It is always important to monitor PostgreSQL.
The things that should be monitored:
- Disk space and system load
- Memory and I/O
- 1 minute bins
A backup can be easily performed with pg_dump. it is useful as it has a low impact on the database by making a copy of the database. However this becomes impractical if database is bigger than a couple of GB.
Another solution is the use of streaming replication.
Best solution for large databases and easy to set up. This maintains an exact copy of the database on another server or another data folder on same host. This is only a database-level guard, if application fails, you need something else for that application.
Slave nodes (replicated nodes) can be used for read queries to leverage read on a cluster.
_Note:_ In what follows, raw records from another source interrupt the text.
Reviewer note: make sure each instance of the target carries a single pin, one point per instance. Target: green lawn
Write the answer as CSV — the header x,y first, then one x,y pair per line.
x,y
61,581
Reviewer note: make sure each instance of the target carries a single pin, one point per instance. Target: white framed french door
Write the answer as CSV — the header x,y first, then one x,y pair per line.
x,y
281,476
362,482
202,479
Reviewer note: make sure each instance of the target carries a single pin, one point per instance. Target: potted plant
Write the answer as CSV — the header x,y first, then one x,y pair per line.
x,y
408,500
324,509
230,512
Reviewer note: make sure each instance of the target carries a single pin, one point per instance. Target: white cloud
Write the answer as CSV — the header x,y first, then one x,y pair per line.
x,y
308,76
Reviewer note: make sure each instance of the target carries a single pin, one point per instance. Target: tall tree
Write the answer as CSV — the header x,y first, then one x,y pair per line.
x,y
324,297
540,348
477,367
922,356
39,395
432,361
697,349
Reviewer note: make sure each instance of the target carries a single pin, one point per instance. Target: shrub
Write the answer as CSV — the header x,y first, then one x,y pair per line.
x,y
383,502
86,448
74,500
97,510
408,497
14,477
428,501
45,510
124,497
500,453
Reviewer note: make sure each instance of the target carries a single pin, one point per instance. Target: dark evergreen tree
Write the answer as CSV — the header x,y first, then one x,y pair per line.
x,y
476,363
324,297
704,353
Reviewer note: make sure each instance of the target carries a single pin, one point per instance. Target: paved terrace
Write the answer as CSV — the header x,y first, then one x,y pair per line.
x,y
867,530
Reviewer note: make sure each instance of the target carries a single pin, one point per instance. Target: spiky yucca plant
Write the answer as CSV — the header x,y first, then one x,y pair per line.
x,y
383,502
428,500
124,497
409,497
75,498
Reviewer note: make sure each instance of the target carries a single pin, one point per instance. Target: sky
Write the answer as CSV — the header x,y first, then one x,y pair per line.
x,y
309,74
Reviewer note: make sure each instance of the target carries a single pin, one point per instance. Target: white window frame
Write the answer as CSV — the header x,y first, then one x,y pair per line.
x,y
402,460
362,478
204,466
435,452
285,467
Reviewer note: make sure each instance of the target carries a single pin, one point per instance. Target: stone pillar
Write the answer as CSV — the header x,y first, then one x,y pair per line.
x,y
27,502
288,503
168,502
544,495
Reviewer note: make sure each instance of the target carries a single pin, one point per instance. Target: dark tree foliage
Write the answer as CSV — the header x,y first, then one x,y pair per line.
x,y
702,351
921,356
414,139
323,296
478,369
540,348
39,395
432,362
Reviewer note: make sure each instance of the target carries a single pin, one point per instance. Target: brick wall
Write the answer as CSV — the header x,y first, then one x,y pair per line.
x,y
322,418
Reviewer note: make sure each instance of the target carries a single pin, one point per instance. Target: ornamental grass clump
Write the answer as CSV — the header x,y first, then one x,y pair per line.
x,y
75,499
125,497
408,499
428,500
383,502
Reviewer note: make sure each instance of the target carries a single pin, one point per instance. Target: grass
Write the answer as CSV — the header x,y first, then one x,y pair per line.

You might be getting query cancellations, so in this case increase max_standby_streaming_delay to 200% of the longest query execution time. It is possible to take a dump of a replica.
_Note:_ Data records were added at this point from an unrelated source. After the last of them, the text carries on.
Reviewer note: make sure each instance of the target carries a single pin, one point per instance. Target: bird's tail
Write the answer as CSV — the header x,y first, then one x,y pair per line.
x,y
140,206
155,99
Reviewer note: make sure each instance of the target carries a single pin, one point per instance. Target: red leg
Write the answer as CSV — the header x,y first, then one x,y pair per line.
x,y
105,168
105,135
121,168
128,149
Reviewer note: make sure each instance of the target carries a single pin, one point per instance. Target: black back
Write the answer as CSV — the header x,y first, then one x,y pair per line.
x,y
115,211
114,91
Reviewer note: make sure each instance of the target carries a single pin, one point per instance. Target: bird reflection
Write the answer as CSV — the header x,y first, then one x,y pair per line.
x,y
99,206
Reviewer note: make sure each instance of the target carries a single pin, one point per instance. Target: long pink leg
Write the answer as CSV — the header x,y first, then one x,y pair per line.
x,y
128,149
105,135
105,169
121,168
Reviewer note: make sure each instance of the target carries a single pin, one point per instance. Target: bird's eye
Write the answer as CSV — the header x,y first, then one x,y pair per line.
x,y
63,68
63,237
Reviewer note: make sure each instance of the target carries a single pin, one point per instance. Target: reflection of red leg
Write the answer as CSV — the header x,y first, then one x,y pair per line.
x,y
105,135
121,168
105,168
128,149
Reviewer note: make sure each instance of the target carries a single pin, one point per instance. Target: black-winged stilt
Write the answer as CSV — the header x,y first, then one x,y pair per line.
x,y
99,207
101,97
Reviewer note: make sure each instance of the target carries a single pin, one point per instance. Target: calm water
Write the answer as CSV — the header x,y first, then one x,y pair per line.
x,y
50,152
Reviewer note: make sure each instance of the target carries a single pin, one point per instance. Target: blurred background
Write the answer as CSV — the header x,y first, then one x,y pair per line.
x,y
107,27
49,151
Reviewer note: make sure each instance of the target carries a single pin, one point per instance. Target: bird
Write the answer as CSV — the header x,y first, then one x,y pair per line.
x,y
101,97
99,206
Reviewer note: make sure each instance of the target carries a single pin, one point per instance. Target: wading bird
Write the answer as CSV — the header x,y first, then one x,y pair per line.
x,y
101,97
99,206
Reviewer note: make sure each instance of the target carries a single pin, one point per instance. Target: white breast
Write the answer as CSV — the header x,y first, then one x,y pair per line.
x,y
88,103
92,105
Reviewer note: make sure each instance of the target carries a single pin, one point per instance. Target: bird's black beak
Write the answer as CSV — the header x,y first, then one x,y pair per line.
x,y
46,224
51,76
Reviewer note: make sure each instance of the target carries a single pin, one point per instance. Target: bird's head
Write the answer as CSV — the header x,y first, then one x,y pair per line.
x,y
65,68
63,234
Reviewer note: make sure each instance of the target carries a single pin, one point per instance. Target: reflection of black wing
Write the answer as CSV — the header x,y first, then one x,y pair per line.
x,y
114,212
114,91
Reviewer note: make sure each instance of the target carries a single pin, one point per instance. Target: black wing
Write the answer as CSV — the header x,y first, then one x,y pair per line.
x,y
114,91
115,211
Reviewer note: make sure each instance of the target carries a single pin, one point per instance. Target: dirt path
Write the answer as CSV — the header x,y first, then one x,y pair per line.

Streaming replication is an all-or-nothing model.
PostgreSQL is based on WAL (write-ahead log), which are records about what is happening on the database. A recovery consists roughly in replaying those records at instance restart.
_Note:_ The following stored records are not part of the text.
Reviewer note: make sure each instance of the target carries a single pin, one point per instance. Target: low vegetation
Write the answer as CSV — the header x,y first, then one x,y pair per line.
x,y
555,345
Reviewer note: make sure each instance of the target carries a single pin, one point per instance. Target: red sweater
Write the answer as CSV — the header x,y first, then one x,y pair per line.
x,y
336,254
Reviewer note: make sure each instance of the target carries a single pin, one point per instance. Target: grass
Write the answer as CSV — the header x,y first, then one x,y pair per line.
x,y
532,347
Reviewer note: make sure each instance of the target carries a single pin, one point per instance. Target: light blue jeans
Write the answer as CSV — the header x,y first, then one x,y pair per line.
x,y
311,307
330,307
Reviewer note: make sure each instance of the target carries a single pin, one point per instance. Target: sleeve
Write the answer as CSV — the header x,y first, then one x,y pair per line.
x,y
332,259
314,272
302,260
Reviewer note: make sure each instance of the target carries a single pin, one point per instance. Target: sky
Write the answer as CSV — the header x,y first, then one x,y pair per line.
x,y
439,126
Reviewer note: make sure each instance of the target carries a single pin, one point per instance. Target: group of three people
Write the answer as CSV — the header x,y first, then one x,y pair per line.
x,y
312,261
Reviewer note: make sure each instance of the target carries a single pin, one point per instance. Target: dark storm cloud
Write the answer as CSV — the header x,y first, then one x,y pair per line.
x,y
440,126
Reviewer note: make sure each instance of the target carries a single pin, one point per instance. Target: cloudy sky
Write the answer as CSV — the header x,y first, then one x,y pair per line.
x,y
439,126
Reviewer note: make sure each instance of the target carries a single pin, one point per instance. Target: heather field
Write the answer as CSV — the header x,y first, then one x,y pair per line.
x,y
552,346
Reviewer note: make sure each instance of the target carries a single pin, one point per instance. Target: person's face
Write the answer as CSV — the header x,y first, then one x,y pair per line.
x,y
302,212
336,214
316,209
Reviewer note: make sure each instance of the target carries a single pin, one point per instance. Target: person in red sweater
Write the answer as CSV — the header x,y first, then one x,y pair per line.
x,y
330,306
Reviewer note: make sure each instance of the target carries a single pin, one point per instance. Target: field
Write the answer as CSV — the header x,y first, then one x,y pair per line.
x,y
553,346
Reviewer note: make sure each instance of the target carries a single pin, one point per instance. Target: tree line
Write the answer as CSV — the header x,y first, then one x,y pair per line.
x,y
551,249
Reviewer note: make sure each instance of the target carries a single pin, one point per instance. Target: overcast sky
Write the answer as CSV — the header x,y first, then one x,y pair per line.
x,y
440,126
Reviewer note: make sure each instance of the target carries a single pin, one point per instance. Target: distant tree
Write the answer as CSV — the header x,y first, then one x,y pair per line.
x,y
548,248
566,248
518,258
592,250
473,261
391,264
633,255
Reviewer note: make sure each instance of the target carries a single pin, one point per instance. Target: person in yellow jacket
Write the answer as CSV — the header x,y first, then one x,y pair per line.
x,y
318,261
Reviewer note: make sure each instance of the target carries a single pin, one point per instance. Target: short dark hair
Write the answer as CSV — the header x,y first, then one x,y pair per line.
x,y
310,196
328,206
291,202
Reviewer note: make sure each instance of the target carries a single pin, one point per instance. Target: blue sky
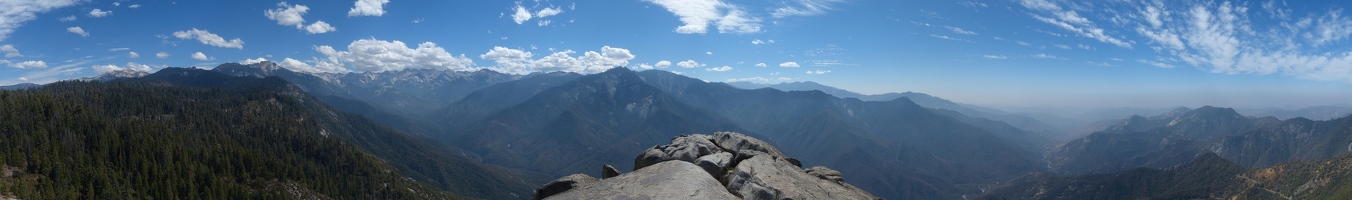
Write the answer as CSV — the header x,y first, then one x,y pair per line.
x,y
1005,53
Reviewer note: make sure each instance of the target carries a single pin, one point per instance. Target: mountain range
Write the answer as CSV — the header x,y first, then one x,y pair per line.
x,y
484,134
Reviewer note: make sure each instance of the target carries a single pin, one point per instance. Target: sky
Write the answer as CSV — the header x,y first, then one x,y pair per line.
x,y
1001,53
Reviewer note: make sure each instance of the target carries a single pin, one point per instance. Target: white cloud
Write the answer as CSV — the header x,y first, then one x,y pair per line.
x,y
1071,20
368,8
321,66
77,31
522,15
1156,64
688,64
381,56
699,14
15,12
10,50
319,27
98,12
548,11
207,38
663,64
748,80
252,61
294,16
960,30
725,68
115,68
199,56
25,64
288,15
519,61
805,8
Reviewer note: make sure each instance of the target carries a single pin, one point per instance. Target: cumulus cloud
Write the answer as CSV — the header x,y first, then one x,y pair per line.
x,y
207,38
77,31
519,61
368,8
25,64
805,8
522,15
319,27
287,15
98,12
688,64
199,56
10,50
381,56
15,12
252,61
699,14
663,64
319,65
130,65
294,16
725,68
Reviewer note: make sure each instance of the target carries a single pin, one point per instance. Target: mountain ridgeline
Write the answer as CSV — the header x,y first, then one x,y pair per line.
x,y
191,133
262,131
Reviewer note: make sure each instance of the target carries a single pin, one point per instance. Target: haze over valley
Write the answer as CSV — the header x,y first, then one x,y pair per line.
x,y
675,99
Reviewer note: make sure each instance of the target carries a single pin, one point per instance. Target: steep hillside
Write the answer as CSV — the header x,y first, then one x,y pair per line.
x,y
160,141
1208,176
1175,137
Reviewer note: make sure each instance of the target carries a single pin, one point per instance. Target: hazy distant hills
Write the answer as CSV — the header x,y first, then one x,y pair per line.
x,y
1176,137
1022,122
891,143
1208,176
494,135
1318,112
160,139
284,108
583,123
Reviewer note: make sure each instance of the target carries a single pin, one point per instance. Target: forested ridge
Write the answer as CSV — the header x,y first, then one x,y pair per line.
x,y
146,139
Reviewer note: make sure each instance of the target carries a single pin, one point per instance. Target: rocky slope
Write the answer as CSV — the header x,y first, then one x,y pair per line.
x,y
725,165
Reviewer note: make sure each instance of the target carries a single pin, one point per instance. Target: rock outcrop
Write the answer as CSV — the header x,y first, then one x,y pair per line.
x,y
725,165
It is important to maintain a set of base backups and WAL segments on a (remote) server.
It can be used for point-in-time recovery in case of an application (or DBA) failure. This is more complex to setup by it is worth the move, however this cannot be used alongside streaming replication.
A database encoding is defined at database creation.
The defaults are perhaps hot what you are looking for.
You should use UTF-8 encoding, and sometimes C-collate makes sense.
Addition of a column on a large table. PostgreSQL needs an exclusive lock on the table and rewrites it completely tuple by tuple in this case. So if you add a column, the table will not be accessible to other sessions for a long time if your table is really huge.
Avoid also to do things like watching production system fall over and go boom as PostgreSQL appears to freeze…
In case of schema migrations, as mentioned before, all modifications to a table take an exclusive lock on that table while the modification is being done. If you add or delete a column with a default value, the table will be rewritten. This can take a looong tim, and table data will be inaccessible to the other sessions.
However there are solutions for that.
- Create columns as not NOT NULL,then add constraint later once field is filled. This takes a lock of course, but a faster one…
- Create a new table, and copy values into it. Old table can be read, not written.
Those are sessions doing absolutely nothing, waiting for the application some action. You should avoid that, your session is wasted.
Once in a long while, PostgreSQL needs to scan (and sometimes write) every table and this can be a big surprise. Once every few months, pick a (very) slack period and do a VACUUM FREEZE. This is important to clean up completely your database from time to time.